Nearly a century later Seebeck's work became the basis for the field of thermoelectricity, and his metal loop was recognized as the first thermocouple. The Seebeck effect can be observed when an electric circuit is formed from wires of two different metals and the two ends are at different temperatures. A simple galvanometer will then detect the voltage difference between the two metal ends, and the temperature of one end can be determined if the temperature of the other is known. This kind of circuit is called a thermocouple, and for many years after Seebeck's discovery it was used only as a sensitive thermometer.
Thermometers of unsurpassed accuracy and range have been developed using thermocouples. Used primarily in industry, these thermometers have a range from a few degrees above absolute zero to several thousand degrees Fahrenheit. Beginning in the early twentieth century, scientists began to imagine a new use for thermocouples. If a small amount of heat created a small electric current, they thought, then more heat could generate a more powerful current, possibly powerful enough to run machinery. For several years scientists in Europe, the former Soviet Union, and the United States worked to find the best combination of alloys to maximize the output of thermocouples. They developed such devices as an emergency radio that ran on the heat from a kerosene lamp. After World War II, the beginning of the atomic age, physicists experimented with thermocouples that ran on the heat from decaying isotopes. These nuclear thermocouples are used to power satellites and deep space probes, devices that must run unattended for many years. Such devices have become controversial, as with the 1997 launch of the Cassini mission to Saturn, because of the small but nonzero chance of a launch accident of a craft that is carrying radioactive material.
There is another thermoelectric effect, called the Peltier effect, that has found some usefulness in recent years.

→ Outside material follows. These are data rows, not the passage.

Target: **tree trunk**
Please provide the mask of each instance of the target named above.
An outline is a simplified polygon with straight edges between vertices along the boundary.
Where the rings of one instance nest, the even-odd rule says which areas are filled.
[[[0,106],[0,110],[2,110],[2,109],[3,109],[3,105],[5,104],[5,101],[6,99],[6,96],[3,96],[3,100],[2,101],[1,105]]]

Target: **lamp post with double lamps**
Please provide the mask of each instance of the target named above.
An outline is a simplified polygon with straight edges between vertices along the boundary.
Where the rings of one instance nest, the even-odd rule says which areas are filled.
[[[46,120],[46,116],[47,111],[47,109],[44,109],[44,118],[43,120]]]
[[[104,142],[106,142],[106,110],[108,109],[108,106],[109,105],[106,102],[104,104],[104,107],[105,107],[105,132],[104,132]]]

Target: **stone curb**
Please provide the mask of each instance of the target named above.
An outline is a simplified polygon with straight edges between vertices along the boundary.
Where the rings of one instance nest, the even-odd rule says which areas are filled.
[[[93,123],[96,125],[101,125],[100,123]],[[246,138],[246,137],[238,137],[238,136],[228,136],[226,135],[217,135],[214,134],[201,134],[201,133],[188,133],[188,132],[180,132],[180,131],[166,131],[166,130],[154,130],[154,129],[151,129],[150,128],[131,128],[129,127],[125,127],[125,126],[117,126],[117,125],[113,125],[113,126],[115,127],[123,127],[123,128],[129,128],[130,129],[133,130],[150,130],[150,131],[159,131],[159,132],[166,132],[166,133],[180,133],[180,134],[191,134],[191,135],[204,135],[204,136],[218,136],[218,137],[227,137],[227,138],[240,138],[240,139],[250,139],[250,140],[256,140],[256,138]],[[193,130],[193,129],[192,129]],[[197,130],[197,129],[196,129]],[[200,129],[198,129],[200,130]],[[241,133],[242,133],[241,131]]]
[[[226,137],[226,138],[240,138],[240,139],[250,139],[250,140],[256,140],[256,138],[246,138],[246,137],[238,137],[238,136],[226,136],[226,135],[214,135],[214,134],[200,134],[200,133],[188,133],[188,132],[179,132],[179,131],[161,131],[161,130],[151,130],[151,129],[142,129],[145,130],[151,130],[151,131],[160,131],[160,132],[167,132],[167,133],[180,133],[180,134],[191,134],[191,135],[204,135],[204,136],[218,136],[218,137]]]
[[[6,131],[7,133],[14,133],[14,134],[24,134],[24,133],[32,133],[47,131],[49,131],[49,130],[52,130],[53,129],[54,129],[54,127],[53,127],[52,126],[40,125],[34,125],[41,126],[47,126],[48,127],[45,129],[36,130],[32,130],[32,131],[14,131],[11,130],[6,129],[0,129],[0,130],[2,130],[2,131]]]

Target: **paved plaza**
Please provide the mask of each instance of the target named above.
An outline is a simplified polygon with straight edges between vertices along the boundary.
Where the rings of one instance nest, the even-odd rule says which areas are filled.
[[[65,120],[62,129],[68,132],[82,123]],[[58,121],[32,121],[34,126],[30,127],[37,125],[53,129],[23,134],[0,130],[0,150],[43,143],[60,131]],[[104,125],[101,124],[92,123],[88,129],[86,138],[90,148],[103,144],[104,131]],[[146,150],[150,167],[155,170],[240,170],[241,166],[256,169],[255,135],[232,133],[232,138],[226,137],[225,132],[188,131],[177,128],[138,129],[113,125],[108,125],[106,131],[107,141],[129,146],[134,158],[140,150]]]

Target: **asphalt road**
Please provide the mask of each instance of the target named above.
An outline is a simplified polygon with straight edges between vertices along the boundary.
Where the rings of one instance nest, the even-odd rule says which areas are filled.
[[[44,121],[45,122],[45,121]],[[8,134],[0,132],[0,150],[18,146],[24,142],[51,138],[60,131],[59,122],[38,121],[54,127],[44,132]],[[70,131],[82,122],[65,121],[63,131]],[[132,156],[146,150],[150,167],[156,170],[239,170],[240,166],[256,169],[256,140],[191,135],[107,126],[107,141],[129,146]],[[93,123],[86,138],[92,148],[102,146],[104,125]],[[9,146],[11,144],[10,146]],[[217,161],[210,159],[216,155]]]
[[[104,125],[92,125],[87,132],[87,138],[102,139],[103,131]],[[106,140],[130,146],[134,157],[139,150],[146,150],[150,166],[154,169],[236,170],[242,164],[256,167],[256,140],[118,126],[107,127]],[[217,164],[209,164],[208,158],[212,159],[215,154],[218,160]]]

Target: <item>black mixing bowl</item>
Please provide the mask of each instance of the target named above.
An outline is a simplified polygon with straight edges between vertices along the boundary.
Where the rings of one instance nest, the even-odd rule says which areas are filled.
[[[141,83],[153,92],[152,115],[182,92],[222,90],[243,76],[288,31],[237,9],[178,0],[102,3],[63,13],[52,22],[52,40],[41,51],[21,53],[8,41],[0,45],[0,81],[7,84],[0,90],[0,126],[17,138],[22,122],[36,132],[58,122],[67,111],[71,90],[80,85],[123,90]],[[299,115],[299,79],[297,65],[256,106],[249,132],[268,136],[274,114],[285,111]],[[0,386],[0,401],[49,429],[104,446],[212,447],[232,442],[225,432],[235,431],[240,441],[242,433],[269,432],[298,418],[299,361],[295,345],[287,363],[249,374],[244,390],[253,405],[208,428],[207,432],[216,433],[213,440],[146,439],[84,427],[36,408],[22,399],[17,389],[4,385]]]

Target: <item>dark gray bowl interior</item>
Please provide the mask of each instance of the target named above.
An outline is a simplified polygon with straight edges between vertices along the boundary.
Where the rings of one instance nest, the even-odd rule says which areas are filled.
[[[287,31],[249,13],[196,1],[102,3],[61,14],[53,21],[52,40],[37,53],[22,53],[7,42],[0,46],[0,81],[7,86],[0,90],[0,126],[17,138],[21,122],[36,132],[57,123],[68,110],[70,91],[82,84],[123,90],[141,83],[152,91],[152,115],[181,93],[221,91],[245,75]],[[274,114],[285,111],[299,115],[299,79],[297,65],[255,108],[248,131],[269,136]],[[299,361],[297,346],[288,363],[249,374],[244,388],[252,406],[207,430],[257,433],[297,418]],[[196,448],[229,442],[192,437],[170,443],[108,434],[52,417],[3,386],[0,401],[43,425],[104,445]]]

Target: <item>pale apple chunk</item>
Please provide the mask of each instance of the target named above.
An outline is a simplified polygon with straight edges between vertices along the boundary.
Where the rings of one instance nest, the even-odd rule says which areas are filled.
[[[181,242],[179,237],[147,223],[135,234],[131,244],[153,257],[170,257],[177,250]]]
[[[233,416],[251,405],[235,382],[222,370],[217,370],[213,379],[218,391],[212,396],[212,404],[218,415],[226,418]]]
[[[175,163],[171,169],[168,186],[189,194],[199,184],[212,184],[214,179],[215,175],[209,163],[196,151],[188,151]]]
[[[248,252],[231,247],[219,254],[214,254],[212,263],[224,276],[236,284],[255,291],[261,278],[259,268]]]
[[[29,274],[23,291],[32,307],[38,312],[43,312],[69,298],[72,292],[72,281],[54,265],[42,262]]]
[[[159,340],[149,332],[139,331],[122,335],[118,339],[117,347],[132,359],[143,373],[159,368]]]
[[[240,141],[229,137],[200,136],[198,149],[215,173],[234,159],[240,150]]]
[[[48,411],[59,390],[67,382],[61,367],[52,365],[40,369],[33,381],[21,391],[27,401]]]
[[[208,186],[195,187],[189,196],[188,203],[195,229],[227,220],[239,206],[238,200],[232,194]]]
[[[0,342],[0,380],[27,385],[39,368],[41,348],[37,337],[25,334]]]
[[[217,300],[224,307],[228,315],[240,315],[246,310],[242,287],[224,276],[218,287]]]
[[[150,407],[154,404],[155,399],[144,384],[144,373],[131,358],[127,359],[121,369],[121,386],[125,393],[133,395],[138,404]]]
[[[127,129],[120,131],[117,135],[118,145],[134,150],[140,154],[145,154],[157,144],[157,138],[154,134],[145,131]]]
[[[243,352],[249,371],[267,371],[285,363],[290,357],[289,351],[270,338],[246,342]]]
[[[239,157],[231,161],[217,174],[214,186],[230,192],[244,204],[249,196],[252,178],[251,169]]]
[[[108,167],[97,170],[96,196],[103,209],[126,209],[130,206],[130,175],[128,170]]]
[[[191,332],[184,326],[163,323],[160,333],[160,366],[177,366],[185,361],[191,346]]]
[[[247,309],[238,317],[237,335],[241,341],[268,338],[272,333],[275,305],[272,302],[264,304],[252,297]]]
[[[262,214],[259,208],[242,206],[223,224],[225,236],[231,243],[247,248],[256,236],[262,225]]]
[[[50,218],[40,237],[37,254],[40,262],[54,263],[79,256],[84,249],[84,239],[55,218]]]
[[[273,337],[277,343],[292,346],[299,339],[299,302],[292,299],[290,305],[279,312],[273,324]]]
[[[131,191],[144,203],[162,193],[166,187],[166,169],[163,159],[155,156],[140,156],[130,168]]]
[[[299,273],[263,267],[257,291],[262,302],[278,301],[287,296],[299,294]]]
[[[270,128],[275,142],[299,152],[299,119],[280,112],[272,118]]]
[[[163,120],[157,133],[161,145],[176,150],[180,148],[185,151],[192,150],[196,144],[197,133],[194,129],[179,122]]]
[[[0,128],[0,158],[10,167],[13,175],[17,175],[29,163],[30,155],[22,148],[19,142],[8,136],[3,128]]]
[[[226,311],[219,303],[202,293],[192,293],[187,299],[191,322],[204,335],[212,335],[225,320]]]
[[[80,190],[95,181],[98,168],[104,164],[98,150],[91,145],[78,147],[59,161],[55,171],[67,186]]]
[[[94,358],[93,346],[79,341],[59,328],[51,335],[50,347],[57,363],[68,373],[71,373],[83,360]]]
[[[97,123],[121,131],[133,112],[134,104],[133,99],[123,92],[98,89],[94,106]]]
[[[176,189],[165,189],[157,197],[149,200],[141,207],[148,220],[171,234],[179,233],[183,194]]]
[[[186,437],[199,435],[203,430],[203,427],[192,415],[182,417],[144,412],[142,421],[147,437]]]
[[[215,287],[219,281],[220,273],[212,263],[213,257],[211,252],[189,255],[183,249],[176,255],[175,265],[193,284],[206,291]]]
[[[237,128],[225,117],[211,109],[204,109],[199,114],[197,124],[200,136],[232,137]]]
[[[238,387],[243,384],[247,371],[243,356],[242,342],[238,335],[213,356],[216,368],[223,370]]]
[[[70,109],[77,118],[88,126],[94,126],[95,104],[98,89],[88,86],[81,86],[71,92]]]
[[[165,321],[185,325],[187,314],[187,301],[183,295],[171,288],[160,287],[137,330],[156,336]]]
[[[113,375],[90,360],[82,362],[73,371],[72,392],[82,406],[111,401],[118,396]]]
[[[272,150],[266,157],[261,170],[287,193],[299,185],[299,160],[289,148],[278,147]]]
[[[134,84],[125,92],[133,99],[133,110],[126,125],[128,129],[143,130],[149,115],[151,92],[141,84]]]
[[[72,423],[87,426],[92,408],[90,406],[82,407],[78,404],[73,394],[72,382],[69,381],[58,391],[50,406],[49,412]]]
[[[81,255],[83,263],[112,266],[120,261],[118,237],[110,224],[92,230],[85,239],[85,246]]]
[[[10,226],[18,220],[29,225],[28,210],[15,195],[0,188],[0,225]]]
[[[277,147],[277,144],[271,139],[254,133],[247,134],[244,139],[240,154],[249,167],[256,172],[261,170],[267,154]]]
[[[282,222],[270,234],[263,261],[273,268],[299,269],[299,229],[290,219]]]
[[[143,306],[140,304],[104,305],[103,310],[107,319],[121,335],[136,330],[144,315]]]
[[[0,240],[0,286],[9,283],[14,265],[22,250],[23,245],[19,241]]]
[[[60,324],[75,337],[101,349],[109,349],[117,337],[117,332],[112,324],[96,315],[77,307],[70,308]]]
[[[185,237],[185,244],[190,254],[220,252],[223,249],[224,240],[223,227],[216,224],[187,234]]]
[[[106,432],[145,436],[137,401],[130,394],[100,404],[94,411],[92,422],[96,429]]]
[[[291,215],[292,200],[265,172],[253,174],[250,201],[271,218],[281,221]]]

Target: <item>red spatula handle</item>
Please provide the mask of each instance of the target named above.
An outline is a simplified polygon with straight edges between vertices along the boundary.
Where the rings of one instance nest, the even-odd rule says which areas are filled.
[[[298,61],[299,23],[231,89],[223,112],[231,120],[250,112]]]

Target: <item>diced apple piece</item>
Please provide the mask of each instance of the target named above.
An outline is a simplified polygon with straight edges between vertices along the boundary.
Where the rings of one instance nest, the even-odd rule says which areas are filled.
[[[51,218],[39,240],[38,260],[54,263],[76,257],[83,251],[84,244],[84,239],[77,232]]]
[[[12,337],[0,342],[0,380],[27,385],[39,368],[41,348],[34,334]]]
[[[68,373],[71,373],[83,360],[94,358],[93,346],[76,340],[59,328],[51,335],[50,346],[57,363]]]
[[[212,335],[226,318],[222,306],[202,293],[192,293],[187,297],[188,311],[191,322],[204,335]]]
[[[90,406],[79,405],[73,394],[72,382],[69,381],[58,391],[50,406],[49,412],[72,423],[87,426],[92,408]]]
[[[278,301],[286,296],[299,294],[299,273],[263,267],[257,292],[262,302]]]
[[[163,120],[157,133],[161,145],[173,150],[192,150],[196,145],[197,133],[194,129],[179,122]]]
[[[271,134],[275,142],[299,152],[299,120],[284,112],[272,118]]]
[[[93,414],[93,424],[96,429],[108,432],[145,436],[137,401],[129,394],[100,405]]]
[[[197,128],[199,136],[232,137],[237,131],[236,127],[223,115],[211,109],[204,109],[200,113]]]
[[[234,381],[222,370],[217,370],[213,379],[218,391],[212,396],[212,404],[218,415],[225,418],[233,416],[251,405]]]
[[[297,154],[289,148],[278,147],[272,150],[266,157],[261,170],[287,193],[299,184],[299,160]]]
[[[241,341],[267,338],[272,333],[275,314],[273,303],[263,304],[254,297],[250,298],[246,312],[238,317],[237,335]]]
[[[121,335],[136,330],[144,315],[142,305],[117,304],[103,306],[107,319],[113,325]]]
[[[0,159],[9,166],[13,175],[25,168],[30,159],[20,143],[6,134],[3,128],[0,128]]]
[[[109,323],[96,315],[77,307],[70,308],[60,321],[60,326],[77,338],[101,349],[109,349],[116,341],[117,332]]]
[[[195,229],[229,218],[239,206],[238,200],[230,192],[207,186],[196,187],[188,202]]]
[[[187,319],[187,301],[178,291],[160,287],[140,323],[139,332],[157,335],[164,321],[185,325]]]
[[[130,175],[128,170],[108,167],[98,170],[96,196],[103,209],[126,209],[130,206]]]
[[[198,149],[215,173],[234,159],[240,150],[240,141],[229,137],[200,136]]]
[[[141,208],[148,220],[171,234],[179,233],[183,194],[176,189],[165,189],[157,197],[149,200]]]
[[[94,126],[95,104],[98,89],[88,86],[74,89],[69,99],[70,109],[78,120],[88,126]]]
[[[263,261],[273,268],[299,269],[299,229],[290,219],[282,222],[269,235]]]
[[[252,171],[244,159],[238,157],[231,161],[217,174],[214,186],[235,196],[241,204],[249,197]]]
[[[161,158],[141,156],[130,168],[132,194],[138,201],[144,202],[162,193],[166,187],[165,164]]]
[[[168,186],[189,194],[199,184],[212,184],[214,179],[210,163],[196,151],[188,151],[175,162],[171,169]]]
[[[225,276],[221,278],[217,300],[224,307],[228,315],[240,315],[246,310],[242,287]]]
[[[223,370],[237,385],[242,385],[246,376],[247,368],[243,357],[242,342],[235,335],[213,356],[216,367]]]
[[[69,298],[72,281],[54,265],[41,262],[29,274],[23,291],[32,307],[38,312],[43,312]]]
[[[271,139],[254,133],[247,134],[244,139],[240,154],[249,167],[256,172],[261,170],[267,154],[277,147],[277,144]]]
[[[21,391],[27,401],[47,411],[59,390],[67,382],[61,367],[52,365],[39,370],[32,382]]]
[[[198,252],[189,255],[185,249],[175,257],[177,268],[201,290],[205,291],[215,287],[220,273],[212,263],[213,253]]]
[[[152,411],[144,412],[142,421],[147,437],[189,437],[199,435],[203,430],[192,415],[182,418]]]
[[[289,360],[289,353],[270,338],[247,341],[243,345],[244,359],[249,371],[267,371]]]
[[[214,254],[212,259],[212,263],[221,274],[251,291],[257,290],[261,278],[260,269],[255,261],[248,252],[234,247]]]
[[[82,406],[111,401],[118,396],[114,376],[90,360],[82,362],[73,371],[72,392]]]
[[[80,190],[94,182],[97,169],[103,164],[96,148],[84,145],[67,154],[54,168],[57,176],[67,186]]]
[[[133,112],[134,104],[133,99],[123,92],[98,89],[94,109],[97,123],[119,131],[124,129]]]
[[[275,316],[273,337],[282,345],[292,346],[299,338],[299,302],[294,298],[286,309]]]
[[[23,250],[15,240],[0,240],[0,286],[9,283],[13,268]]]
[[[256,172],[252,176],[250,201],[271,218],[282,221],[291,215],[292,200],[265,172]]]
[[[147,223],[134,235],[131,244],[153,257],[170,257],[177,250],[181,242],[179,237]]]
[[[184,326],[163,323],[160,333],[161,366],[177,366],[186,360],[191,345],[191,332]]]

Essentially the opposite of the Seebeck effect, the Peltier effect (named after French physicist Jean-Charles-Athanase Peltier) shows that when a current is sent through a thermocouple in a certain direction the thermocouple will heat up, and it will cool off when the current is sent in the other direction. The primary application of the Peltier effect is as a refrigerant, since a sizable current can cool a thermocouple to a temperature low enough to liquify nitrogen and helium.